Auxy's Blog

Learning Binary Ninja API

Preface

Recently, I spent some time on learning CMU’s Binary Analysis Platform(BAP), an open source binary analysis tool. But you have to learn OCaml to understand it in depth. What’s worse, its document is really rare, only a short official tutorial and some complicated plugins. And after one month study…I gave up.

LLVM is another software analysis tool, but it is too low level. And most of LLVM tutorial are about writing compilers…for those who are interested in software analysis, LLVM is a little bit unfriendly.

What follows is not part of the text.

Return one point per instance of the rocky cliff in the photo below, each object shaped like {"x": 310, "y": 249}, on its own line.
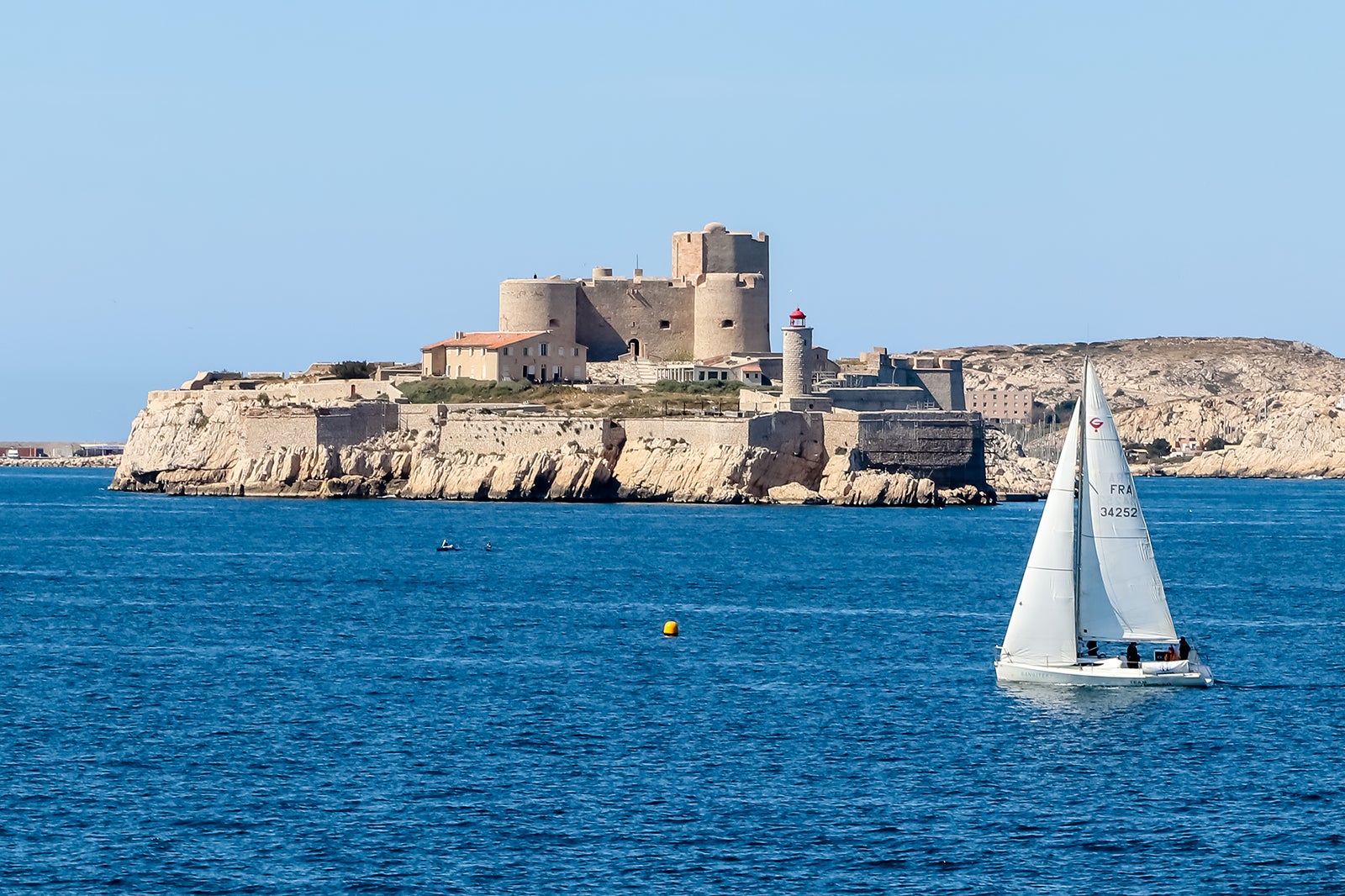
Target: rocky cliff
{"x": 197, "y": 444}
{"x": 1278, "y": 405}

So, I pick up my Binary Ninja license again. Although it’s a personal license which disallows headless processing, we can use the python console or GUI as the substitutions. A personal license isn’t expensive. Buy it as your Christmas gift :P.

Turn on python console via View -> Script Console, and you are ready to go.

Implement a Plugin

Preparation

First, we compile test.c to test(my environment is Ubuntu 18.04 LTS):

#include<stdio.h>
int main() {
    char buf[20];
    scanf("%s", buf);
    printf(buf);
}

Let’s load the compiled file and introduce some basic concepts via the Script Console. For operating this console, you can view this cheatsheet

Now, you may notice that there is an obvious format string vulnerability. How can we use binary ninja for automatic detections?

Create Main Script

Open plugin folder via Tools -> Open Plugin Folder.... Then create a directory fmt_str. Inside the fmt_str, create __init__.py. __init__.py is the main runner for every plugin.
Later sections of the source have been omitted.